“I went to Istanbul. I spoke to blind people, most of whom had lost their sight suddenly. I asked them to describe the last thing they saw”. Sophie Calle
La Dernière Image (The last Image), realized in 2011 in Istanbul, once named the “city of the blind”, gives voice to men and women who have lost their sight and asks them to describe the last image they remember, their last memory of the visible world.
The new solo exhibition by the French conceptual artist Sophie Calle Pour la dernière et pour la première fois (For the Last and First Time) is currently on view, alongside a series of recent films, Voir la mer (See the sea) from the lens of Caroline Champetier’s camera, at Les Rencontres d’Arles, Chapelle Saint-Martin du Méjan, France. Starting from 8 September it will be possible to see the series at Perrotin Gallery, Paris.
Born in 1953 in Paris, Sophie Calle is the daughter of Robert Calle, oncologist former director of the Institut Curie and collector behind the Carré d’Art, the Museum of Contemporary Art in the city of Nimes. Strongly influenced by the entourage of close friends of his father (Raysse, Arman, Christian Boltanski), she decided to move towards the artistic creation.
After being a pure activist – maoism, feminism, leftist proletarian, pro-palestinian fighting in southern Lebanon, she travelled for seven years around the world, she then returned to Paris. Lost without professional project without specific capacity, without friends, she decides to follow strangers on the street, as if to recover Paris through the paths of others. Soon, she begins to play, photography, note his movements, randomly chooses a man and decides to follow him to Paris, then in Venice. Later, a friend remarked on the warmth of the sheets, when it goes down to her, gives her the idea of inviting people at random next few hours sleep in his bed.
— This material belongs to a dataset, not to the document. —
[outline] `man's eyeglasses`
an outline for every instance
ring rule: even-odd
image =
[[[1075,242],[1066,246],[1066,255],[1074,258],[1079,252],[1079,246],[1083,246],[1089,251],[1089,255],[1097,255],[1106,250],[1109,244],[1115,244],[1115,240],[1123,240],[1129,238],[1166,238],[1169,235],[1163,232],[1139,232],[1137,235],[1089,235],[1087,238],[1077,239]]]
In 1979, Sophie Calle asked to different strangers to spend a number of hours in bed so that it is occupied continuously for eight days, by agreeing to be photographed and answer a few questions. She takes pictures of sleepers and dutifully notes the important details of these brief encounters: discussion topics, sleeping positions, their movements during their sleep, the detailed menu of breakfast she was preparing for them. This work, entitled Dormeurs (Sleepers), holds the attention of the critic Bernard Lamarche-Vadel, husband of one of the sleepers, he invited her to the Paris Biennale in 1980. “In fact, says Sophie Calle, it was he who decided that I was an artist. “
Therefore, the work of Sophie Calle seeks to build bridges between art and life. In the form of installations, photographs, stories, videos and films. Her photographs and written accounts, borrowing the style of the description or inventory report, attest to the reality of the situations it creates: a maid in a hotel, a stripper at a fairground, pursuit of a man in Venice, etc.. Often based on rules and constraints, her works question the porous boundary between the public and private sphere.
Published by Actes Sud, Sophie Calle has published numerous books. The Centre Pompidou has devoted an exhibition in 2004. She represented France at the Venice Biennale from June 10 to November 21, 2007 with two works: Take care of yourself, a breakup letter received by Sophie Calle and analyzed by 107 professional women suggesting her how to technically take care, and a video made at upon the death of his mother, when unfortunately she didn’t manage to catch her last breath.